The Frame and the Mirror: On Collage and Postmodernism
If the postmodern is a collage — as some critics have suggested — or if collage is itself a kernel of the postmodern, what does this mean for our way of understanding the world? The Frame and the Mirror uses this question to probe the distinctive character of the postmodern situation and the philosophical problem of representation. Brockelman’s work is itself a collage of sorts, using juxtapositions of critics and art historical figures to conduct a debate between such figures as Karsten Harries, Gianni Vattimo, Rosalind Krauss, Immanuel Kant, Jean-Francois Lyotard, Slavo Žižek, and Le Corbusier about issues such as truth in art, perspectivism, theatricality, the sublime, psychoanalytic theory, politics, and urbanism. More than an introduction to the postmodern, The Frame and the Mirror advances our understanding of the contemporary world by relating its features to the peculiar characteristics of collage. Ultimately, Brockelman shows how collage demands that we reinterpret modernity, conceiving of it as suspended between a loss of certainty and a new kind of knowledge about the human condition.

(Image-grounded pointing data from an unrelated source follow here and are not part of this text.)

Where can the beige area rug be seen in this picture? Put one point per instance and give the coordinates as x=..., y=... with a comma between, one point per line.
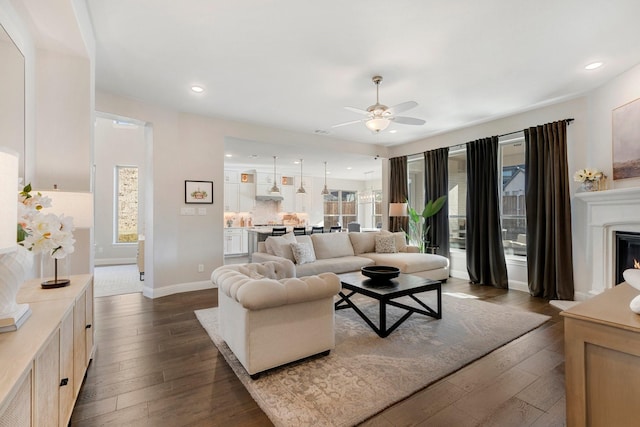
x=365, y=374
x=116, y=280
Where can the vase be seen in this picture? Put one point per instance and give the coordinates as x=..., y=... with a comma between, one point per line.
x=14, y=267
x=54, y=272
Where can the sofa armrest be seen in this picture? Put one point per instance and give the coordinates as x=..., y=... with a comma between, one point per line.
x=263, y=257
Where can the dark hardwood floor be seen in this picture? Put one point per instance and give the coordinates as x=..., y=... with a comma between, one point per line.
x=156, y=366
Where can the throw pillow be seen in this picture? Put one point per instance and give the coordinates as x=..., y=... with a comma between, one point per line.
x=363, y=242
x=386, y=244
x=280, y=246
x=401, y=239
x=303, y=253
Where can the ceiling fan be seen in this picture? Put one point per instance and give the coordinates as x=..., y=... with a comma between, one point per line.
x=379, y=116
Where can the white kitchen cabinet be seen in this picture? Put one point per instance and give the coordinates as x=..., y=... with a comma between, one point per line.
x=246, y=196
x=232, y=241
x=231, y=197
x=304, y=202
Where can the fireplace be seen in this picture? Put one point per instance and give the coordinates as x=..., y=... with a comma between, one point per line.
x=627, y=248
x=605, y=214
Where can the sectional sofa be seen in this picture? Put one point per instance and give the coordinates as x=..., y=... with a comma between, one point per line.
x=345, y=252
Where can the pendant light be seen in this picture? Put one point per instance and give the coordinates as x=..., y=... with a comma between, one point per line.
x=301, y=190
x=274, y=189
x=325, y=190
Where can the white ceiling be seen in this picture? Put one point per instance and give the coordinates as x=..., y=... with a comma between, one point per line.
x=295, y=64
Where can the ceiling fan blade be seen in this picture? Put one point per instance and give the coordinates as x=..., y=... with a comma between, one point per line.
x=403, y=107
x=408, y=120
x=357, y=110
x=348, y=123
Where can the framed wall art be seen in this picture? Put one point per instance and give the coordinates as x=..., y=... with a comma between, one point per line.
x=626, y=140
x=198, y=192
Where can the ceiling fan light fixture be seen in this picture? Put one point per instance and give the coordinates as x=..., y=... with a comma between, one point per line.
x=377, y=124
x=301, y=190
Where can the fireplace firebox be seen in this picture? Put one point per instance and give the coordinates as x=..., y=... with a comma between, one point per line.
x=627, y=253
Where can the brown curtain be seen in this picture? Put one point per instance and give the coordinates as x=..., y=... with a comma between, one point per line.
x=549, y=253
x=485, y=254
x=398, y=191
x=436, y=165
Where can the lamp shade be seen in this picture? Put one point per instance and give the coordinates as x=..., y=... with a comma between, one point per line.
x=397, y=209
x=77, y=205
x=8, y=200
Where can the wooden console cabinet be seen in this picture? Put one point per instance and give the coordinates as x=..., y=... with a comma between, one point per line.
x=602, y=360
x=44, y=362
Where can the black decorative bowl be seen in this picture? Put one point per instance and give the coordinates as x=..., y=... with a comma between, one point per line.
x=380, y=273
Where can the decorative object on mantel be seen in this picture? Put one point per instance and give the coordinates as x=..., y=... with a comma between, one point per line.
x=590, y=178
x=47, y=234
x=632, y=277
x=15, y=261
x=626, y=151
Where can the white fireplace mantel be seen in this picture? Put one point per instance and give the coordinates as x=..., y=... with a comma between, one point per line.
x=607, y=212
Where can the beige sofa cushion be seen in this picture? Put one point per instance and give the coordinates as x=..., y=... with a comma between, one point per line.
x=334, y=265
x=281, y=246
x=265, y=292
x=332, y=245
x=410, y=262
x=401, y=240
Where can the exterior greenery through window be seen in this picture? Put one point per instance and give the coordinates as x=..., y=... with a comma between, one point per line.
x=340, y=207
x=126, y=215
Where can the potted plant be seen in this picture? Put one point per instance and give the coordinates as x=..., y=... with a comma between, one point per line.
x=418, y=233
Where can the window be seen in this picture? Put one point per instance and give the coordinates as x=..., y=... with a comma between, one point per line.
x=340, y=207
x=126, y=205
x=457, y=198
x=512, y=203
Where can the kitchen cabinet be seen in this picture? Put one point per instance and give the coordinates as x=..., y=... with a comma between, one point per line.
x=231, y=197
x=246, y=196
x=233, y=241
x=304, y=202
x=48, y=356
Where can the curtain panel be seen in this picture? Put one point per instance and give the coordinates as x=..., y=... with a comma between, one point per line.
x=485, y=253
x=436, y=165
x=398, y=191
x=549, y=252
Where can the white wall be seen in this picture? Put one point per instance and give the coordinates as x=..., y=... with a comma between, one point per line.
x=589, y=145
x=58, y=100
x=191, y=147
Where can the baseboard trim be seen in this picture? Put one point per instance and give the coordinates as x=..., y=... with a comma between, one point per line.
x=113, y=261
x=176, y=289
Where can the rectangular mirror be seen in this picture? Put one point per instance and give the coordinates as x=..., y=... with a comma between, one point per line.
x=12, y=98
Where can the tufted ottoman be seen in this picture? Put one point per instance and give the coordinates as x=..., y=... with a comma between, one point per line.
x=269, y=318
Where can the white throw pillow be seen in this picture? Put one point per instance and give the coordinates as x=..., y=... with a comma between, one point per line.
x=386, y=244
x=363, y=242
x=303, y=253
x=281, y=246
x=401, y=239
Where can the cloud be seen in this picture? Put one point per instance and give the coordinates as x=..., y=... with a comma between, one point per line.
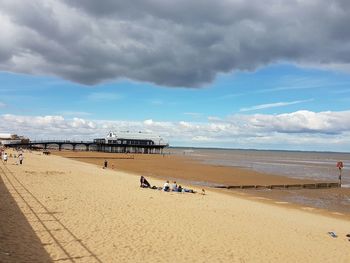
x=300, y=130
x=171, y=43
x=103, y=96
x=273, y=105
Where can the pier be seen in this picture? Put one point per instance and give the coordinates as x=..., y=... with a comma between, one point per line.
x=323, y=185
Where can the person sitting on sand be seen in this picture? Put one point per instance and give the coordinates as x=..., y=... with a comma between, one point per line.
x=144, y=183
x=174, y=186
x=166, y=186
x=4, y=158
x=187, y=190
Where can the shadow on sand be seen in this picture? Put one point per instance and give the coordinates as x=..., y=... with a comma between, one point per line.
x=18, y=241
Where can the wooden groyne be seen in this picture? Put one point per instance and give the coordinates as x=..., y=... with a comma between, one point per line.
x=284, y=186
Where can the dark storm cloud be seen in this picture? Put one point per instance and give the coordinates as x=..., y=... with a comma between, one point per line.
x=170, y=43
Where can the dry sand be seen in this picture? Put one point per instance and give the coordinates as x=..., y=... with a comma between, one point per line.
x=57, y=209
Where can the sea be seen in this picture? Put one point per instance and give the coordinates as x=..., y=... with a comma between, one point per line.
x=318, y=166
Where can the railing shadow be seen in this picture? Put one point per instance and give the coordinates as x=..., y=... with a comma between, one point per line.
x=35, y=205
x=18, y=241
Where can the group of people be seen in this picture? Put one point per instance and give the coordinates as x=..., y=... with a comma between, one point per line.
x=4, y=156
x=167, y=187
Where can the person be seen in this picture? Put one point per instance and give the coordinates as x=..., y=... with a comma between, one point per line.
x=5, y=158
x=166, y=186
x=144, y=183
x=174, y=187
x=20, y=158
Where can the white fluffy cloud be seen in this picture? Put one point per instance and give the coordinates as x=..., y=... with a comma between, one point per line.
x=303, y=130
x=171, y=43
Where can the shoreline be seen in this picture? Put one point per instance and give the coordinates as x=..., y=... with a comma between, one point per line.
x=83, y=213
x=189, y=171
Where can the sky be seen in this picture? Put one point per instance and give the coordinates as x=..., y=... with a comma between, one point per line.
x=234, y=74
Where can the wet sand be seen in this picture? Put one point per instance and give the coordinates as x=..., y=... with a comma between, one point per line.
x=180, y=168
x=186, y=170
x=83, y=213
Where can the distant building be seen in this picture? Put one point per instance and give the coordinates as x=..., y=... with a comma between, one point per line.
x=7, y=138
x=128, y=142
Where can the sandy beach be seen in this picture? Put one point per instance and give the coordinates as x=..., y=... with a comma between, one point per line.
x=59, y=209
x=178, y=168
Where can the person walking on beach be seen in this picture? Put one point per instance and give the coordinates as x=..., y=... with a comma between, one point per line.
x=20, y=158
x=4, y=158
x=166, y=187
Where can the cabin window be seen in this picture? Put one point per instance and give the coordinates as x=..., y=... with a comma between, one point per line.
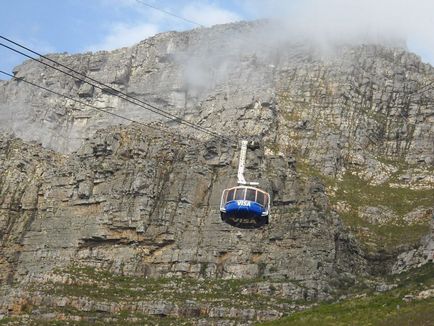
x=261, y=198
x=239, y=194
x=251, y=194
x=230, y=196
x=266, y=201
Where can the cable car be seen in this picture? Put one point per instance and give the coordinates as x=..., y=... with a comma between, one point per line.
x=245, y=201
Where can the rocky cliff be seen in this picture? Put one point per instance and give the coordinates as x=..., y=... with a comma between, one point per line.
x=345, y=147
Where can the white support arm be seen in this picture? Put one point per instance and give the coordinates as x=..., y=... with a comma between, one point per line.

In doing so, his work challenges many of the claims made in the name of postmodernism — and offers in their place a new and ironic view of the cultural space in which contemporary and historical events occur.
Brockelman examines cubist collage as the subject of what he terms “a philosophical investigation of aesthetic phenomena.” To this end, he provides a critique of the theoretical texts of Karsten Harries, Gianni Vattimo, Jean-Francois Lyotard, Slavoj Žižek, and Rosalind Krauss. In addition to the collages made by Bracques, Picasso, and Schwitters, he also considers Peter Greenaway’s film , and two urban design proposals based on collage by Koetter and Rowe and Koolhaus.